The Incredibles 2 - The first was a great movie, marrying Disney with superheroes with some actual adult themes that didn't talk down to kids. This one is even more so. It starts exactly where the last one left off, only they have to deal with the consequences of the damage caused to the city after they stop the first bad guy (exactly like Captain America: Civil War). In order to solve their PR problem, they decide that Elastigirl (rather than the less PR-worthy Mr Incredible) be sent out to do some careful superhero work, which leaves Mr Incredible alone at home with the kids and their new baby of wildly unknown superpowers.

Cue a little male resentment and a touch of 1950s role reversal comedy, but really not too much. Elastigirl really is a superhero as well as a mom, and she does it well, and Mr Incredible proves that every stay-at-home parent is a superhero in his or her own way. Of course, eventually everything has to come to a head.

The plot is good and thought-provoking, but still full of humor and great action.
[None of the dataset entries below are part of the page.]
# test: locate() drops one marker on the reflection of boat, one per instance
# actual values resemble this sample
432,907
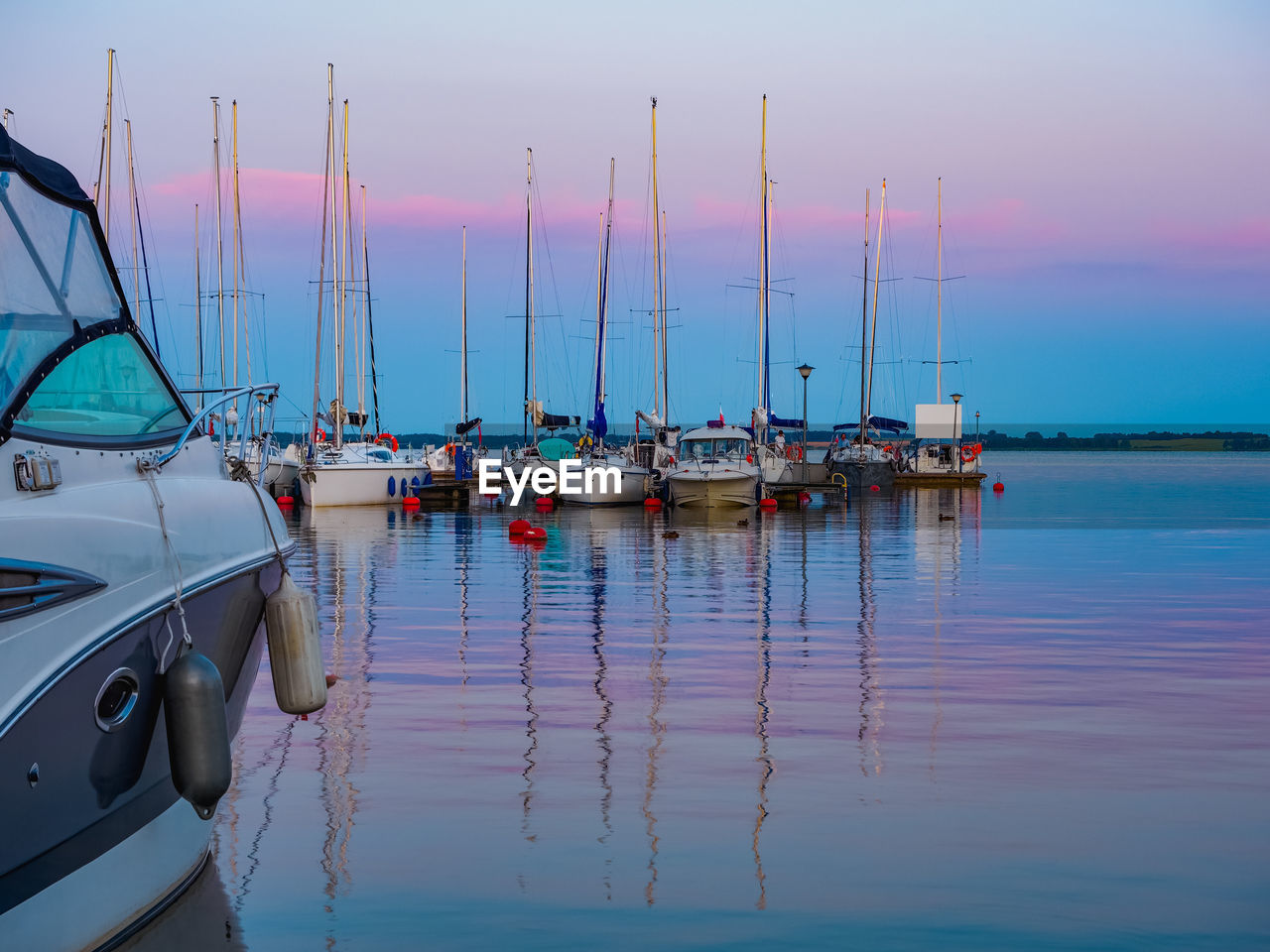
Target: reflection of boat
715,467
95,839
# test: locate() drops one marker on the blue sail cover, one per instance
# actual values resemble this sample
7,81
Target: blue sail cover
599,425
780,421
883,424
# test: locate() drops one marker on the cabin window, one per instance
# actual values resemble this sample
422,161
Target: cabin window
107,389
54,276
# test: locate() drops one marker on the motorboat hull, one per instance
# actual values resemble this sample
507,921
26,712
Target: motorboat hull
103,829
862,474
633,486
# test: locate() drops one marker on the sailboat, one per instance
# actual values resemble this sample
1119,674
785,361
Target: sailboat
776,466
453,461
862,462
361,471
259,448
657,451
535,453
940,456
634,479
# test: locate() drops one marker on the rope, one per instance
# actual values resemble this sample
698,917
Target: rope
176,562
240,471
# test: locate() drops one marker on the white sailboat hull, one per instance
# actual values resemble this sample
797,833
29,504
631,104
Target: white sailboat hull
359,483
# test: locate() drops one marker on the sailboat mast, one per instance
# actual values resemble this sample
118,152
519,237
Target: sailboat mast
763,284
534,335
132,216
873,339
341,303
529,282
657,277
666,365
864,335
145,264
235,250
198,308
939,293
321,252
601,393
220,243
370,316
109,116
462,343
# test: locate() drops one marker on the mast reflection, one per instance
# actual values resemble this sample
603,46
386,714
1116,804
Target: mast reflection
657,726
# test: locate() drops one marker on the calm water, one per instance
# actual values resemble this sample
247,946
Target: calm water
1038,724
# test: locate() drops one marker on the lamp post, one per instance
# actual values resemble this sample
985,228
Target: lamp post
806,370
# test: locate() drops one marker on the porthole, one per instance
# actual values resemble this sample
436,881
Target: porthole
116,699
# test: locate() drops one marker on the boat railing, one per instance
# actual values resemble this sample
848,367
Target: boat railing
266,397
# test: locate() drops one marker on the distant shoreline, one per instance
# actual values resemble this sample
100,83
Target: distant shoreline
1150,440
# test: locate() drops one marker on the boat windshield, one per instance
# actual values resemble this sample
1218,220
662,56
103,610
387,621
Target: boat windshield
53,277
715,448
62,372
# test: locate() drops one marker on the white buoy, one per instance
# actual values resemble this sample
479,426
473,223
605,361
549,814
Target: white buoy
295,649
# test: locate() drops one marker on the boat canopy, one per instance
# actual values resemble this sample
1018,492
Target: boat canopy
60,296
781,422
883,424
712,430
556,449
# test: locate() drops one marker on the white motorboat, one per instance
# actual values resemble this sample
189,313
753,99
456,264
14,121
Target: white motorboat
121,532
359,474
715,467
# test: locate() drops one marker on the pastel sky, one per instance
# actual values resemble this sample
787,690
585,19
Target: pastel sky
1103,169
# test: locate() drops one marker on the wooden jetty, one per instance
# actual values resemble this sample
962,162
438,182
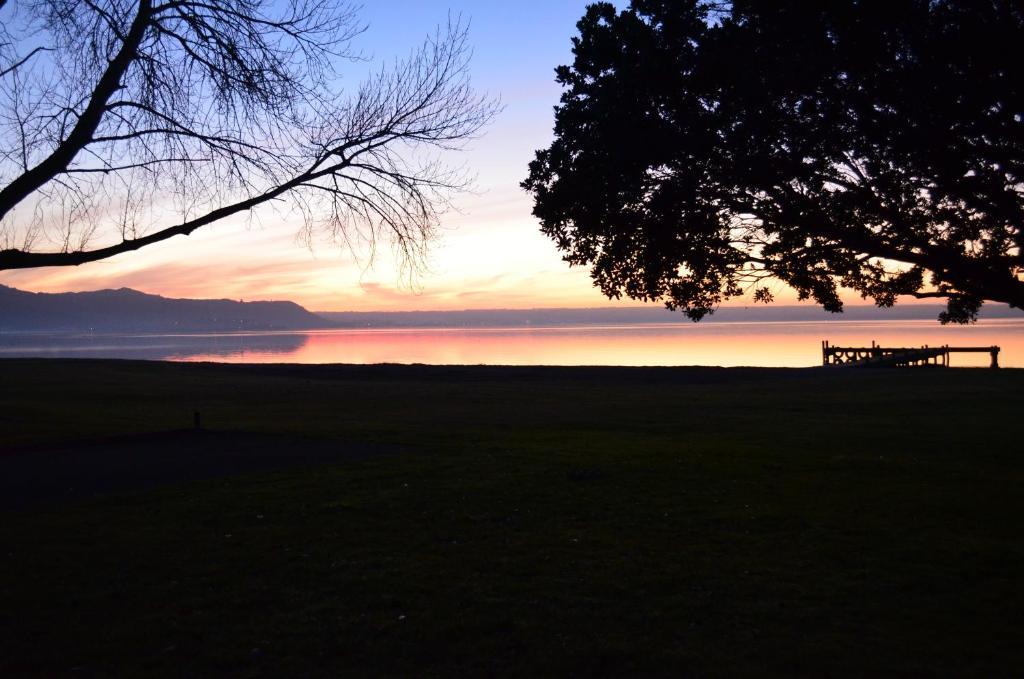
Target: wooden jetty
883,356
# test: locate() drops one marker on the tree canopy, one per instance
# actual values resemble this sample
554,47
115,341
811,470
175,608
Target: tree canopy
127,122
704,150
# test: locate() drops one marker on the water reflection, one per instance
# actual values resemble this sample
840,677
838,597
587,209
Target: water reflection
788,344
256,347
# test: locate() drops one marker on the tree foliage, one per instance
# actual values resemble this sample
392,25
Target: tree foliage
706,149
127,122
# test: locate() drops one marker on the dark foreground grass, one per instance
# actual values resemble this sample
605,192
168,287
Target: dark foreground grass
547,521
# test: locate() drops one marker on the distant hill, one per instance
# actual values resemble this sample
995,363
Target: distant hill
130,310
648,314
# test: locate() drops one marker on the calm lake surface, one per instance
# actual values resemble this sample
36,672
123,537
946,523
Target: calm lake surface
756,343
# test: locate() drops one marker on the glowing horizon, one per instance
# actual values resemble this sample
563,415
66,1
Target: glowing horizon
491,253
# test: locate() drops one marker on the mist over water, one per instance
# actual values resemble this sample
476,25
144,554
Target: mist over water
755,343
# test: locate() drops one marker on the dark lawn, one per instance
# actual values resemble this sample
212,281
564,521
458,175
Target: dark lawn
554,521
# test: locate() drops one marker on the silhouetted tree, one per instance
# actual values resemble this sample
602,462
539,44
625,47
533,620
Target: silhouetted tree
127,122
702,149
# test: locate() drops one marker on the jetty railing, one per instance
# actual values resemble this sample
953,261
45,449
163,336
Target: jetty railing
877,355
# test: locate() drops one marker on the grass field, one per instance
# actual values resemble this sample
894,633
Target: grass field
552,521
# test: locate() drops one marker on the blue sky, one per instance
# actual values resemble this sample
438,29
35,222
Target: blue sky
491,253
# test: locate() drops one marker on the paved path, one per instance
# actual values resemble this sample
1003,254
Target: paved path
40,476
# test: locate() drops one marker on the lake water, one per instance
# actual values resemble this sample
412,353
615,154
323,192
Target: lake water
760,343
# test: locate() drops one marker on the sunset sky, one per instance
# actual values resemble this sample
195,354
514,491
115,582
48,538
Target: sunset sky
491,254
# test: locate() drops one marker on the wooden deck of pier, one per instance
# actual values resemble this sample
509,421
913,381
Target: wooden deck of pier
881,356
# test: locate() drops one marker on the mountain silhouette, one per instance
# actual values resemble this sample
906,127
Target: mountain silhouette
130,310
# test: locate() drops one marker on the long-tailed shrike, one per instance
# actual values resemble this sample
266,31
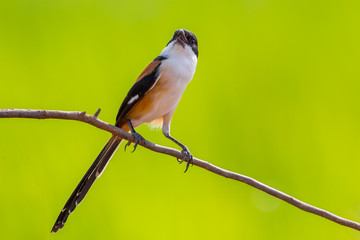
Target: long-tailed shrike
152,99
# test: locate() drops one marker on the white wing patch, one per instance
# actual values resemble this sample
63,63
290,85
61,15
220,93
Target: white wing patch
133,99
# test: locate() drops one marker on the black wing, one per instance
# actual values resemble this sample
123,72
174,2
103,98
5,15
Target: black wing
143,84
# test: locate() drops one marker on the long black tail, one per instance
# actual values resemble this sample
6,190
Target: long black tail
84,185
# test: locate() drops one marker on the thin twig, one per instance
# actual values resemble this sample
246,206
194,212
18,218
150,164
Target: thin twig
93,120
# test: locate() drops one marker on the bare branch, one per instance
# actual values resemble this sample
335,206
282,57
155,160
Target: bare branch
93,120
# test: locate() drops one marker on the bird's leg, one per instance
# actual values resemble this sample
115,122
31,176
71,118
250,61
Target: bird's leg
136,135
185,152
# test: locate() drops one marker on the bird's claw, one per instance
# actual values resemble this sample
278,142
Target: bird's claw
138,139
185,154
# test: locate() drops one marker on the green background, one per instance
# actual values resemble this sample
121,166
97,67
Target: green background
275,97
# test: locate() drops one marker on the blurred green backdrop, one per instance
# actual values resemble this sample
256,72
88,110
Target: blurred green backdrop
275,97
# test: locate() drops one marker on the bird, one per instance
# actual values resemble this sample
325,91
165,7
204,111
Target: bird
152,99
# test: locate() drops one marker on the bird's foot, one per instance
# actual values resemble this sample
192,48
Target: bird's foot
186,155
138,139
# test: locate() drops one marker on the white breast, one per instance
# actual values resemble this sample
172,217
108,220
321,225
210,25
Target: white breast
175,74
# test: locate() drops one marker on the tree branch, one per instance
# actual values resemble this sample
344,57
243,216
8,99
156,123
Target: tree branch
93,120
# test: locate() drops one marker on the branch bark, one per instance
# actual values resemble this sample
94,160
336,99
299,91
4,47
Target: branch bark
94,121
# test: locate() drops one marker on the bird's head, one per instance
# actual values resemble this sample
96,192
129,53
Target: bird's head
183,42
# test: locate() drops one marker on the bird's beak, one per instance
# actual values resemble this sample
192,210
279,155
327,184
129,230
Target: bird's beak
181,37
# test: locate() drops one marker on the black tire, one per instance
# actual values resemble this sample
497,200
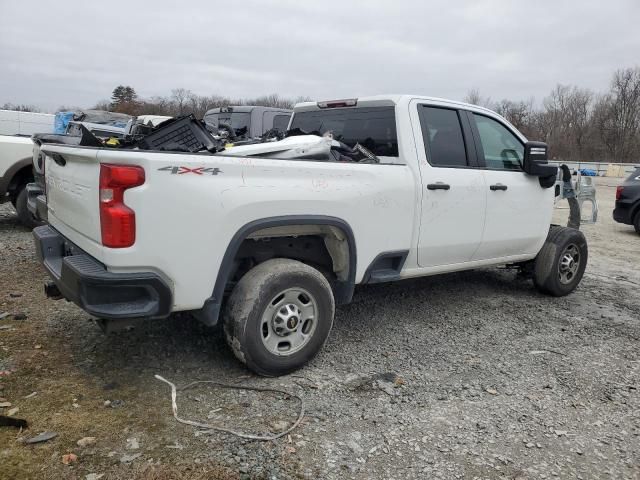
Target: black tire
24,215
560,264
260,290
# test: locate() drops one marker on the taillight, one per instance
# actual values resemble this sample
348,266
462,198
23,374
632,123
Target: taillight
117,221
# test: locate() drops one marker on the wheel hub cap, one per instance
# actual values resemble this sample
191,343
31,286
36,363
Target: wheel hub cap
569,264
289,321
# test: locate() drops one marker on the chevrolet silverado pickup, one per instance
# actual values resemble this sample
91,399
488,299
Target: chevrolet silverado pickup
269,246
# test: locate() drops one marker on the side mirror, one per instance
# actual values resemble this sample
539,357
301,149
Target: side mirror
535,164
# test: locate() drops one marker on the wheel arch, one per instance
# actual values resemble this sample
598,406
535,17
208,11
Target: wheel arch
344,285
13,177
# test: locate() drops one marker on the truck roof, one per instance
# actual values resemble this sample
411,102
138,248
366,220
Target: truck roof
389,100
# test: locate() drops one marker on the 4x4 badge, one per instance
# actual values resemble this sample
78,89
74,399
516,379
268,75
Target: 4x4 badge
197,170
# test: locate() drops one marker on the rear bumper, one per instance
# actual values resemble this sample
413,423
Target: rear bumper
83,280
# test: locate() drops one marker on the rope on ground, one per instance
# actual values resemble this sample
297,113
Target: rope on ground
617,279
207,426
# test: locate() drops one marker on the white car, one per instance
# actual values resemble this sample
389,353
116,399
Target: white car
270,246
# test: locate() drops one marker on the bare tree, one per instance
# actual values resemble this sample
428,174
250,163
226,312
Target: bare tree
619,115
20,108
474,98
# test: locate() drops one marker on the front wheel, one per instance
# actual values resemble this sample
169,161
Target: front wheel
561,262
279,316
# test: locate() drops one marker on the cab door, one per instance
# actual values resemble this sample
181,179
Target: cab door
453,188
519,210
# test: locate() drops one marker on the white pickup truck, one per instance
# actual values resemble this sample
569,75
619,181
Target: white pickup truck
16,151
272,245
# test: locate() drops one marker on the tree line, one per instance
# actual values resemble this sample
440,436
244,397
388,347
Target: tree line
124,99
577,123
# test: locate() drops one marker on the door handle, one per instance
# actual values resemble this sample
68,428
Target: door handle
438,186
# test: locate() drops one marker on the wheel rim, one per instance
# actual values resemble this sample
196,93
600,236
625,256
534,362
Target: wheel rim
289,321
569,264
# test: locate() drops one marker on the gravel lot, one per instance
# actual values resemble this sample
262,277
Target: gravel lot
470,375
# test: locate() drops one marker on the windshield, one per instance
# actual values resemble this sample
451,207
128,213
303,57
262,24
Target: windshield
372,127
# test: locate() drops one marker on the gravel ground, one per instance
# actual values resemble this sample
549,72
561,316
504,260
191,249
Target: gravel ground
470,375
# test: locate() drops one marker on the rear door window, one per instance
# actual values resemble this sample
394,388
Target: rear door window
443,138
372,127
502,149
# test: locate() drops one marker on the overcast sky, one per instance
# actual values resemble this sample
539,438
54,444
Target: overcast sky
74,53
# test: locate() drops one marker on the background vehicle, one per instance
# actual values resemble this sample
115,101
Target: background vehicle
24,123
627,209
249,121
276,244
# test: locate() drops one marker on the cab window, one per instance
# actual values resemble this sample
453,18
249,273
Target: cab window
502,149
443,138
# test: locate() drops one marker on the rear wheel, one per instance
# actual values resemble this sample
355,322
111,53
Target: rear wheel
561,262
279,316
24,215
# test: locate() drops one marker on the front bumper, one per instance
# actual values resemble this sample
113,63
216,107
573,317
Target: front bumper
83,280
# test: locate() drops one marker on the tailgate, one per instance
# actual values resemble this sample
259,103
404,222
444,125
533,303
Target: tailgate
72,176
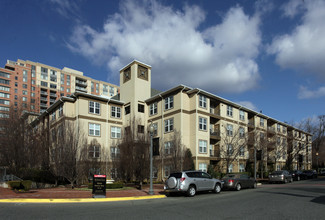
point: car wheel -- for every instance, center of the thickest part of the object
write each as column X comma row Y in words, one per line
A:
column 217, row 188
column 238, row 187
column 191, row 191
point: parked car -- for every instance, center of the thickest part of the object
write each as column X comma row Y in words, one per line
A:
column 238, row 181
column 297, row 175
column 280, row 176
column 190, row 182
column 310, row 174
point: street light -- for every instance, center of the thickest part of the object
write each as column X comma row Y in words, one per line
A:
column 151, row 130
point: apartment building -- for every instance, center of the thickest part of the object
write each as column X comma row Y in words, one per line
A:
column 218, row 132
column 35, row 86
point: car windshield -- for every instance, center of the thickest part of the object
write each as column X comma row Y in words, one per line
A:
column 277, row 173
column 176, row 175
column 230, row 176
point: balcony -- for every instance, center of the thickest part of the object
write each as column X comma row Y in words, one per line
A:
column 215, row 134
column 44, row 93
column 81, row 89
column 81, row 83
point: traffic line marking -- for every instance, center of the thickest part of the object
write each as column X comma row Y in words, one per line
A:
column 80, row 200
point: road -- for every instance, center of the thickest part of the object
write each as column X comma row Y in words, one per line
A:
column 298, row 200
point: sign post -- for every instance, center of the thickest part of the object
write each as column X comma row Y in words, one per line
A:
column 99, row 186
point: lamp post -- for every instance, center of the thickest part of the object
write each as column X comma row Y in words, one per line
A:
column 151, row 129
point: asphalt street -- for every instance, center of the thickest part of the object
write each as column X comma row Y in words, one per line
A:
column 298, row 200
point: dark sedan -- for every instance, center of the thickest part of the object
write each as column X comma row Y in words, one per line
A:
column 297, row 175
column 238, row 181
column 310, row 174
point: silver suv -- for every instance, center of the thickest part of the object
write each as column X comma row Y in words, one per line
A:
column 190, row 182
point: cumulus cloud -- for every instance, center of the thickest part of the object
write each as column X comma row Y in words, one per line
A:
column 305, row 93
column 303, row 49
column 219, row 58
column 66, row 8
column 248, row 105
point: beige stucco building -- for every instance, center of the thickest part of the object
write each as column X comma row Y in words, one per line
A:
column 218, row 132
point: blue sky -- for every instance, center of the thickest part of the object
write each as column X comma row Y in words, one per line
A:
column 267, row 55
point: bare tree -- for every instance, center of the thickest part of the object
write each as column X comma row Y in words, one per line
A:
column 68, row 151
column 20, row 145
column 234, row 142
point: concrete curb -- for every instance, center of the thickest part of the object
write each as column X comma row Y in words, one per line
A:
column 80, row 200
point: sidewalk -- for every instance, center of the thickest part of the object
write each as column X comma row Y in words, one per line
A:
column 62, row 194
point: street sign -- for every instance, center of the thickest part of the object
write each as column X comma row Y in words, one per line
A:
column 99, row 186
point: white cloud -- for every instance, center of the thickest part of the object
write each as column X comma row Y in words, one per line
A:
column 303, row 49
column 66, row 8
column 219, row 58
column 248, row 105
column 305, row 93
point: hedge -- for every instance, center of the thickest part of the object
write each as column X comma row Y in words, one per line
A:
column 109, row 186
column 20, row 185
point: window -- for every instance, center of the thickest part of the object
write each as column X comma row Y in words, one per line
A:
column 94, row 151
column 94, row 129
column 242, row 151
column 203, row 167
column 262, row 122
column 4, row 88
column 154, row 108
column 169, row 125
column 242, row 115
column 5, row 102
column 202, row 123
column 166, row 171
column 5, row 75
column 53, row 116
column 241, row 168
column 68, row 80
column 230, row 149
column 168, row 147
column 229, row 129
column 241, row 132
column 43, row 83
column 140, row 129
column 203, row 146
column 116, row 112
column 5, row 95
column 115, row 132
column 202, row 101
column 105, row 89
column 229, row 110
column 111, row 91
column 169, row 102
column 115, row 152
column 60, row 110
column 94, row 107
column 140, row 108
column 127, row 110
column 230, row 168
column 92, row 87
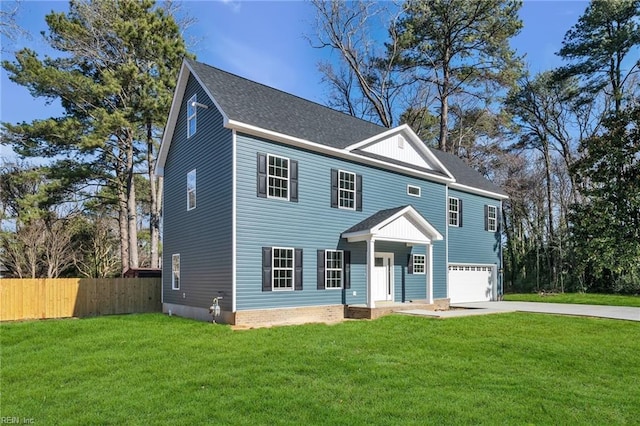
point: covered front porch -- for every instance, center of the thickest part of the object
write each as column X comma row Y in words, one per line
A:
column 398, row 241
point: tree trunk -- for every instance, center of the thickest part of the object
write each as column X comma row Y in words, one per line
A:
column 132, row 216
column 155, row 201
Of course, it's beautifully rendered and well voiced. A worthy sequel to the original.

Breathe - The true story of a British flyboy who becomes paralyzed by polio while in Kenya in the 1950s. He is ready to die, but his wife won't let him and he goes on to travel home, leave the hospital (which never happened back then) and eventually design the first wheelchair with a respirator. His work (and his good friend the engineer) went on to improve the life of thousands of people in similar condition.

It's wrapped up in beautiful scenery and costuming and a true-life love story. It was interesting to watch, although I guess they glossed over some of the less palatable parts of taking care of a paralyzed person. Meanwhile, some parts of the movie went on longer than they should have, such as the entire last half hour where he decides he has finally lived long enough; these parts could have been shorter. I loved and was even surprised by, the scenes in Spain.

Worth watching, although I wouldn't go out of my way to see it.

Midnight Sun - This is a pretty terrible movie from nearly every perspective. It is about a girl with xeroderma pigmentosum.

In real life, this is a non-curable condition whose sufferers tend to sunburn or blister after small exposures to sunlight and who are therefore extremely vulnerable to skin cancer. People with this condition are visibly distinguishable as such, having typically found out about their condition the hard way. They may have special glass in their house windows, but they can go out in daylight with a lot of clothing and extra caution.

In movie life, the girl has movie-perfect skin and never goes outside during daylight. Furthermore, the moment she is exposed to a few seconds of sunlight she develops a brain condition that begins causing her death.

If that wasn't enough of a problem, just let the anemic characters and the predictable, manipulative, and poorly scripted and acted plot do the rest. And, of course, she is going to "hide" her condition from the first (and last) boy she goes out with, because we never get enough of that kind of thing from sitcoms.